King’s voice springs to life, as memories of her time with NC State’s athletic department fill her consciousness. “I remember one time I was in the equipment manager’s office, and one of the groundskeepers came in soaked. I’m talking about, like, pouring rain outside. And he comes in asking for an extra pair of socks because he’s working the softball game next door and his socks got soaking wet. That really was the moment where I said to myself, ‘Wow, these people dedicate so much of their time to athletes like myself, just so we get to play the game we love so much.’

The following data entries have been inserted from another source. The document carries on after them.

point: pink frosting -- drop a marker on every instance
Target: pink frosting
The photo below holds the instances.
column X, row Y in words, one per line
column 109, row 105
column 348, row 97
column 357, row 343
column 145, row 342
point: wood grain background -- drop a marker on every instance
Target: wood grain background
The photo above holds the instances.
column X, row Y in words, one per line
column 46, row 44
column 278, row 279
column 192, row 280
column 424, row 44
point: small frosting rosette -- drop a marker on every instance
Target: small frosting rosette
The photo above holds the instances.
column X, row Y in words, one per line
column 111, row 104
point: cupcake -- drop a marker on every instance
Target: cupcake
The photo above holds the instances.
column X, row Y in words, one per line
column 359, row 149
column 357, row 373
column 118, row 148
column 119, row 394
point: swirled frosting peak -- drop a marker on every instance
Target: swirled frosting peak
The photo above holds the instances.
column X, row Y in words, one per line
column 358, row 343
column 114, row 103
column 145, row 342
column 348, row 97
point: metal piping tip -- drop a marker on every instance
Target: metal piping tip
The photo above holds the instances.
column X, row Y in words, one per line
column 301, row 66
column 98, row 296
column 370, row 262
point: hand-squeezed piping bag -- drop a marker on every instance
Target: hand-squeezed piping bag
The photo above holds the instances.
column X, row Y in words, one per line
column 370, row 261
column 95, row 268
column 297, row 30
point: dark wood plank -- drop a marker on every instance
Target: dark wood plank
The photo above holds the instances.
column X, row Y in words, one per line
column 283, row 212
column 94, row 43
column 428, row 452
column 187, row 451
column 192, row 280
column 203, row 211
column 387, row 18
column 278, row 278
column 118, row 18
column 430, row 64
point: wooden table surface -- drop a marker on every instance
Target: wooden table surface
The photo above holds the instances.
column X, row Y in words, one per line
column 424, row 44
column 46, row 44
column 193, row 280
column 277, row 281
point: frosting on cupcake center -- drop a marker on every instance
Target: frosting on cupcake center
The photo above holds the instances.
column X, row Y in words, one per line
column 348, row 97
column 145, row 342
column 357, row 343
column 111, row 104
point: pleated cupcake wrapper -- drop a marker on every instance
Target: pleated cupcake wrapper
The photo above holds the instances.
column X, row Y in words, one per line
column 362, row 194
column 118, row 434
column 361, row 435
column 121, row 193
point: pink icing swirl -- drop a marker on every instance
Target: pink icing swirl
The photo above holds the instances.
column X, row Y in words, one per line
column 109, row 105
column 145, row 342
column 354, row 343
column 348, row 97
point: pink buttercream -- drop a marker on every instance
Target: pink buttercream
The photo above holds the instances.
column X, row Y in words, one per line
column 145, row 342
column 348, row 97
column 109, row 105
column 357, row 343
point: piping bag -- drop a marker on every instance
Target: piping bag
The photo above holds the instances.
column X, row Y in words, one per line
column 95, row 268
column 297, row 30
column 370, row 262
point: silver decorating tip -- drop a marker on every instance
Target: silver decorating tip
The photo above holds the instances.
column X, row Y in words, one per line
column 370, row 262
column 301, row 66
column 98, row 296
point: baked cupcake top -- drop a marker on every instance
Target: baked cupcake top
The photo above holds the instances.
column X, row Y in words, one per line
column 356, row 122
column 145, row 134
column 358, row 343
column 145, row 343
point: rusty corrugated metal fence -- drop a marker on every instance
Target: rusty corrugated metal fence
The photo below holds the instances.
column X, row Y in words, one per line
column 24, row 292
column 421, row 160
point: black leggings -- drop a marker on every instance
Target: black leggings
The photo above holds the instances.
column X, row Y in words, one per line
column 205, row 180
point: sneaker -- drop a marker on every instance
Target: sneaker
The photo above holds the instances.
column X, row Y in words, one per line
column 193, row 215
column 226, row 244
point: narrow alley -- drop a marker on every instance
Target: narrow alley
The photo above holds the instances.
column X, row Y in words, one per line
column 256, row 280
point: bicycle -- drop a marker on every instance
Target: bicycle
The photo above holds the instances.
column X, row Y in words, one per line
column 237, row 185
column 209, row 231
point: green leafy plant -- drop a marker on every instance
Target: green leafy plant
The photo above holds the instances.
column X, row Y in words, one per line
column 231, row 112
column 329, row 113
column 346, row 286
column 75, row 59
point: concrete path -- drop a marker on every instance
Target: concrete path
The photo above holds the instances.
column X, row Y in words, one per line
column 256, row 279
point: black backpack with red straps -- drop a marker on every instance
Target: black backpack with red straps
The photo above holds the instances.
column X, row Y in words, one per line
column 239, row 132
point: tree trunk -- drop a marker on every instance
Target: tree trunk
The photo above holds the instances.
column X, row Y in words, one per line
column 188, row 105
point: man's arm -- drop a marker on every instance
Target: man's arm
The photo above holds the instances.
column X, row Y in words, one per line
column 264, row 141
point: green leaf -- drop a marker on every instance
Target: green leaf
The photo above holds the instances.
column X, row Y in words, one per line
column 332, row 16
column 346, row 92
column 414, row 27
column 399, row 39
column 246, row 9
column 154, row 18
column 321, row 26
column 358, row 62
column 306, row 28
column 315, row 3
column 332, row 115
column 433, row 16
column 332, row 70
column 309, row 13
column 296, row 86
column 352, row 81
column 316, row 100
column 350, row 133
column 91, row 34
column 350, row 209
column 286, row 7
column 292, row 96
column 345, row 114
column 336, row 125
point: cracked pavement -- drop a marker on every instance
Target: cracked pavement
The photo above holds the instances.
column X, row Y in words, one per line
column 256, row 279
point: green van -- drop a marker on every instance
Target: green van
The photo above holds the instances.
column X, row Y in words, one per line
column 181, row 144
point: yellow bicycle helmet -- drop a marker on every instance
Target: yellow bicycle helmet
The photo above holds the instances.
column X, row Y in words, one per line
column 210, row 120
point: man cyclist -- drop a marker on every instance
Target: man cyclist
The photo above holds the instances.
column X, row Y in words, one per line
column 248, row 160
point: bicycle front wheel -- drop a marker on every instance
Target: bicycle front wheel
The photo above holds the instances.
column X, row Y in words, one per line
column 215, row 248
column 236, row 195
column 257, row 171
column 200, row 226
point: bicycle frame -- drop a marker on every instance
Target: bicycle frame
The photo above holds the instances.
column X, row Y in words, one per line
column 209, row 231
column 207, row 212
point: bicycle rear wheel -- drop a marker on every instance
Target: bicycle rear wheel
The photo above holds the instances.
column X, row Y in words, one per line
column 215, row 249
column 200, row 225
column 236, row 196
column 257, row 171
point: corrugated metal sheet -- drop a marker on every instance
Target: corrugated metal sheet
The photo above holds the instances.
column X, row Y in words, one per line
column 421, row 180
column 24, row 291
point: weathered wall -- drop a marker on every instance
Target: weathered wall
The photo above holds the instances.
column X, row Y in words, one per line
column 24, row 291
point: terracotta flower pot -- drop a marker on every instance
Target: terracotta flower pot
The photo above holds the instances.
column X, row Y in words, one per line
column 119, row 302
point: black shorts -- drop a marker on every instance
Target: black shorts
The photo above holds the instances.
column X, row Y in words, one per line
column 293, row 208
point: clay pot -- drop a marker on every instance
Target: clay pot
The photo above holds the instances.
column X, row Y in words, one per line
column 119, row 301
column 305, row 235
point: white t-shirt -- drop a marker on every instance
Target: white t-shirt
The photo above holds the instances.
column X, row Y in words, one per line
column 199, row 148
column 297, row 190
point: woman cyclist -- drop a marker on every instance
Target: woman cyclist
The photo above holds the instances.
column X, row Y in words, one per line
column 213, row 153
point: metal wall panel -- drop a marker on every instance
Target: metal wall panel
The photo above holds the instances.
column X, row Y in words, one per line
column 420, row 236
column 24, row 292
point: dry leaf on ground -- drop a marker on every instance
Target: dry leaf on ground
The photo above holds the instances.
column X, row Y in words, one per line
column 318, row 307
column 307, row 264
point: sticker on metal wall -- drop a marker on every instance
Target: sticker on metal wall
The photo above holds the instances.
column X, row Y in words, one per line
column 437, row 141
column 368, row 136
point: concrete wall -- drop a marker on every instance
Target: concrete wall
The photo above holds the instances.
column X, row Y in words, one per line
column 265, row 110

“From there, I had a great appreciation for them. Especially because they don’t owe us anything. It’s so easy for athletes to get caught up, like ‘I’m so cool” this and that,’ ” King said. “We often don’t take a chance to remember the people who actually care for us. That’s why I felt like it was so important for me to take that moment. There were so many more people I wanted to thank – sports medicine, academic advisors, even the person who cleans the athletic building. I said hi to her every morning when I saw her. Those small connections are so important to me.”
— Tziarra King (@tziarra) January 17, 2020
Now, King’s journey with soccer comes full circle. The kid who met Tasha Kai at her first Sky Blue FC game growing up in New Jersey now will now be facing her hometown club. It’s a step forward in her life and an honor that leaves her as speechless as when she was first selected.

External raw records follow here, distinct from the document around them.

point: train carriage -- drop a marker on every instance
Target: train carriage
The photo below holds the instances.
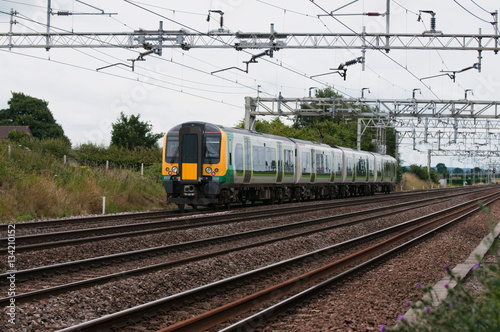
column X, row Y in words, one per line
column 205, row 164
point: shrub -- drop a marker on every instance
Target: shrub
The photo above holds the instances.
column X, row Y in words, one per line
column 462, row 309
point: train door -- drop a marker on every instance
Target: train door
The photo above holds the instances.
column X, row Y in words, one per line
column 279, row 178
column 248, row 160
column 313, row 165
column 190, row 139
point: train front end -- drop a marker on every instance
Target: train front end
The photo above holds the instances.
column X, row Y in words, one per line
column 194, row 164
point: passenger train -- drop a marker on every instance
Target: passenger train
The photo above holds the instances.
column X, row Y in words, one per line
column 210, row 165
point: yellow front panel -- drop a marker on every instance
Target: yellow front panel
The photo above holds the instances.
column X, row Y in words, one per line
column 189, row 171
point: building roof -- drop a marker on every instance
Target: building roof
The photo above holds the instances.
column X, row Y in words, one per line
column 5, row 130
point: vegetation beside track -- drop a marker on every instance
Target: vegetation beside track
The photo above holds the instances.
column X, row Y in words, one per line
column 36, row 183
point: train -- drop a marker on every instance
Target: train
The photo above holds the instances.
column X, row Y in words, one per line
column 210, row 165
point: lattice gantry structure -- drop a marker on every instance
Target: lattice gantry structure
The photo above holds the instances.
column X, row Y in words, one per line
column 464, row 128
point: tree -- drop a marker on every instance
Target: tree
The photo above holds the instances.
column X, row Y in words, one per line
column 129, row 132
column 33, row 112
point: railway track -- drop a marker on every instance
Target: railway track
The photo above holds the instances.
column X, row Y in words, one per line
column 148, row 224
column 298, row 230
column 280, row 285
column 241, row 241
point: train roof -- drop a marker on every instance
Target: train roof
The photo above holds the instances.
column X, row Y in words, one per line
column 209, row 127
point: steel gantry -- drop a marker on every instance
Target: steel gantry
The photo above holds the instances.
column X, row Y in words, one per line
column 445, row 123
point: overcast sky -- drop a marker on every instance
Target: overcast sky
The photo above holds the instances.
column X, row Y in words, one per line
column 178, row 86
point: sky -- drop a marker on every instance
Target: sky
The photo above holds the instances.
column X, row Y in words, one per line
column 178, row 86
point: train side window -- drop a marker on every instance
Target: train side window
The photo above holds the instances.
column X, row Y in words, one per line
column 238, row 157
column 289, row 162
column 306, row 163
column 172, row 150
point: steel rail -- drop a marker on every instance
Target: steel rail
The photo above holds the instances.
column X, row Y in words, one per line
column 121, row 318
column 221, row 314
column 22, row 297
column 71, row 237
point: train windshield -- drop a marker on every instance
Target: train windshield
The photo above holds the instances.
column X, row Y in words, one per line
column 211, row 155
column 172, row 150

“It’s crazy,” King said. “It’s really what your dreams are made of. Honestly. There’s no words to describe the feeling. Even when I look at the picture that I posted now, I get chills. All these years later, who ever thought? I kind of talked about it before, but when you’re younger you say ‘Wow, how cool would it be to grow up and be a professional athlete?’ That doesn’t happen to a lot of people. Just to have the opportunity to even have a shot at that is just so amazing. I’m over the moon about it, honestly. Ecstatic.”
Much like Kai and the Sky Blue team she watched growing up, King is bringing a load of offensive firepower to a team that is overflowing in that same department. When King steps onto the training pitch in Utah for the first time, the prowess of Vero Boquete, Amy Rodriguez, and Christen Press will be there to meet her. For King, she’s ready to learn from all of them:
“Obviously, the power on our team, honestly, every single person has so many important lessons that they can teach me,” King said. “In that regard, I’m just really excited to be playing with such seasoned veterans and amazing players. I hope that they can help me with this transition, help me understand the game better, and how to play on this level.”
However, she does admit that, after Christen Press’s curler against Costa Rica, she might have a few specific questions to ask the American forward.
“Oh, absolutely,” King said. “That technique, wow. She’s balling.”
Much like her transition from high school to the ACC, King finds herself in a completely new and challenging league as she prepares for NWSL action. A reloaded Sky Blue FC, a younger and turned over Portland Thorns FC side, and repeating champions North Carolina Courage as well as the rest of the league are gunning for the top of the standings this season alongside a hungry and rejuvenated Utah Royals FC team that fell short of the playoffs in 2019.
“Everyone is excited to play the defending champs and how you match up to them,” King said. “I think, first and foremost, I’m excited to be in practice and go against my teammates – how I fit in and how our program’s going to look. From there, I’ll be excited for the first scrimmage, the first everything, to be honest. I’m excited for it all.”